The first projection 74 is forwardly spaced with respect to the second projection 76 such that a gap 77 is defined between the projections 74 and 76. The projections 74 and 76 thus provide an engagement member in the form of a catch defined by the gap 77 that is configured to engage the panel 12 when the connector assembly 10a is mounted on the panel 12. The first projection 74 can be shorter than the second projection 76, such that the first projection 74 extends out from the front end 73 a distance less than that of the second projection 76. The front end of the first projection 74 can be beveled. It should be appreciated that the projections 74 and 76 can alternatively extend out from any location along the latch 70 to facilitate attachment of the connector assembly 10a to the panel 12. The latch further defines an opening 88 extending through the rear end 75 of the main portion 72. The opening is sized to receive the wedge shaped projection 84.

Referring now to FIG. 12, each latch 70 can be initially placed on the housing 20a in an initial, or “pre-load” position before the connector 13a is mounted on the panel 12. In particular, the latch 70 can be placed in its pre-load position by aligning the rear end 75 of the latch 70 with the recess 32 and the notch 34, and moving the latch 70 in the rearward (“−x”) direction so that the rearward end of the latch 70 passes through the gap 34, and through the bracket 80. The bent profile of the main portion 72 of the latch 70 causes the forward portion of the latch 70 to rest against the angled guide wall 30 at the bottom of the associated recess 32.

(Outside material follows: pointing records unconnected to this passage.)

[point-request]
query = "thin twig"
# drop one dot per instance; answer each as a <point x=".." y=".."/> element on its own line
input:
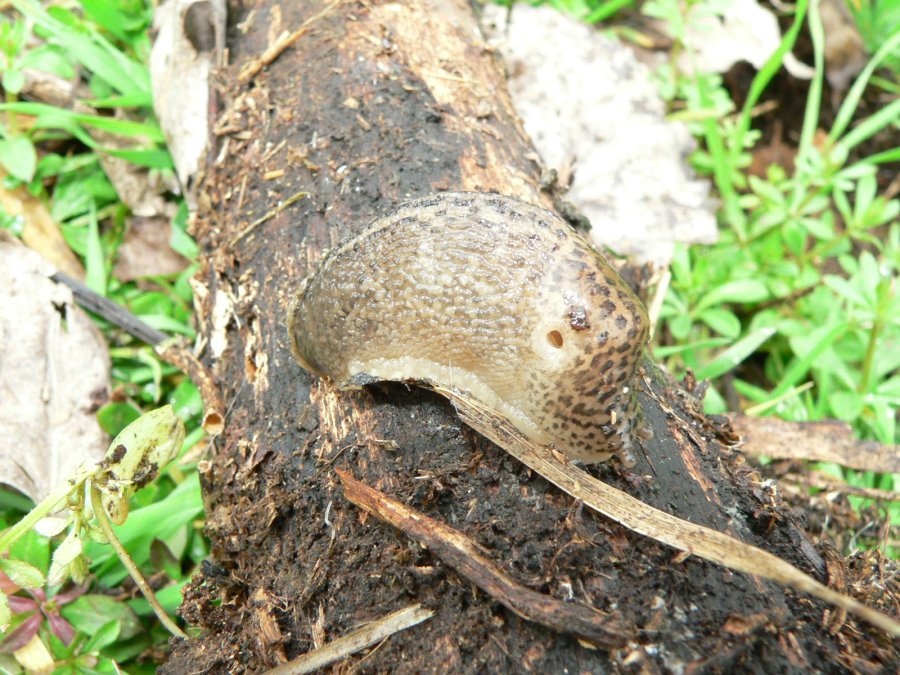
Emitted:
<point x="106" y="527"/>
<point x="703" y="542"/>
<point x="252" y="68"/>
<point x="109" y="310"/>
<point x="268" y="215"/>
<point x="366" y="636"/>
<point x="457" y="551"/>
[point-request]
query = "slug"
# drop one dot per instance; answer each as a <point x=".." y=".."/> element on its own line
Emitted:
<point x="491" y="296"/>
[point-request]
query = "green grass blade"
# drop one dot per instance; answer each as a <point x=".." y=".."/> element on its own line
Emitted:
<point x="765" y="75"/>
<point x="814" y="98"/>
<point x="799" y="368"/>
<point x="735" y="354"/>
<point x="93" y="51"/>
<point x="606" y="10"/>
<point x="848" y="107"/>
<point x="890" y="114"/>
<point x="95" y="263"/>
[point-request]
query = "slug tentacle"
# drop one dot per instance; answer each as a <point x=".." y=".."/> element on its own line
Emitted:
<point x="489" y="295"/>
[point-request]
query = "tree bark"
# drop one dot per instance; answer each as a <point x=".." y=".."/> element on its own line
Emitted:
<point x="374" y="103"/>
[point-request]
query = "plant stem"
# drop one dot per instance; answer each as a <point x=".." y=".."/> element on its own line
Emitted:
<point x="106" y="527"/>
<point x="869" y="360"/>
<point x="50" y="502"/>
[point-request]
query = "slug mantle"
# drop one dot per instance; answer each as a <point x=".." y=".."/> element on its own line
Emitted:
<point x="489" y="295"/>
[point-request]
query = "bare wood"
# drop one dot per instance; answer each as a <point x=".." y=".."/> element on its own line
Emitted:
<point x="693" y="539"/>
<point x="824" y="441"/>
<point x="589" y="624"/>
<point x="375" y="103"/>
<point x="364" y="636"/>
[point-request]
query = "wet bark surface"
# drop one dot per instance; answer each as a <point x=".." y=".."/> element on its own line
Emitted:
<point x="375" y="103"/>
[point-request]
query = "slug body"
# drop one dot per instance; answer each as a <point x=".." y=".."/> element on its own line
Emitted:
<point x="488" y="295"/>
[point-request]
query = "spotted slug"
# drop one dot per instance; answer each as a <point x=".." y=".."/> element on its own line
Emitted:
<point x="489" y="295"/>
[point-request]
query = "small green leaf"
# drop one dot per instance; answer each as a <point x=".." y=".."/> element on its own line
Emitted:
<point x="18" y="156"/>
<point x="113" y="417"/>
<point x="680" y="326"/>
<point x="22" y="574"/>
<point x="106" y="635"/>
<point x="180" y="241"/>
<point x="13" y="80"/>
<point x="90" y="612"/>
<point x="735" y="354"/>
<point x="742" y="291"/>
<point x="5" y="613"/>
<point x="95" y="263"/>
<point x="136" y="456"/>
<point x="722" y="321"/>
<point x="846" y="405"/>
<point x="68" y="559"/>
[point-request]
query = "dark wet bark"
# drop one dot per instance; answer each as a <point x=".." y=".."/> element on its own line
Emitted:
<point x="376" y="103"/>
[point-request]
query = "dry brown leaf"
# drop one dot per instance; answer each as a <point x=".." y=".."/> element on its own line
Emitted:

Referring now to FIGS. 8 and 12, the connector 13a can be mounted on the panel 12 once the latch 70 has been placed in its pre-load position on the housing 20a. In particular, the connector 13a is positioned behind the panel 12, and is aligned with the opening 16 in the panel 12. The connector 13a can then be initially moved toward the panel 12, in the forward direction as denoted by the arrow 89 FIG. 12, until the forward-most portion of the housing 20a passes through the opening 16.

The first projection 74 of the latch 70 is aligned to fit through the opening 16, while the longer second projections 76 is aligned with the panel 12 and catches the edge of the panel 12 proximate the opening 16 as the latch 70 reaches the panel 12. The edge of the panel 12 is therefore in alignment with the catch 77. The interference between the projection 76 and the panel 12 prevents the latch 70 from being further inserted through the opening 16.

Because the front end of the latch 70 can terminate at a location rearward from the front end of the housing 20a, the front portion 33 of the housing 20a can pass through the opening 16 when the projection 76 engages the panel 12. Alternatively, the front end of the latch 70 can terminate at a position in front of the front end of the housing 20a, such that the front portion 33 does not extend through the opening 16 when the projection 76 first engages the panel 12.

When the latch 14 is engaged with the panel 12, further forward movement of the housing 20a in relation to the panel 12 causes the latch 14 to slide rearward in relation to the housing 20, such that the forward end of the latch 70 rides up the angled surface 30 of the housing 20a. The angled orientation of the surface 30 causes the forward end of the latch 70 to move outwardly, away from the housing 20a, so that the edge of the panel 12 proximate the proximate the latch 70 is captured by, i.e., becomes disposed within, the catch 77 defined by the first and second projections 74, 76.

Forward movement of the housing 20a in relation to the latch 70 also causes the rearward end of the latch 70 to ride up the wedge-shaped projection 86. The rearward edge of the latch 70 has an angled surface 86 that causes the rearward edge of the latch 70 to be captured between the bracket 82 and the underlying surface of the housing 20a as the edge moves upward and rearward.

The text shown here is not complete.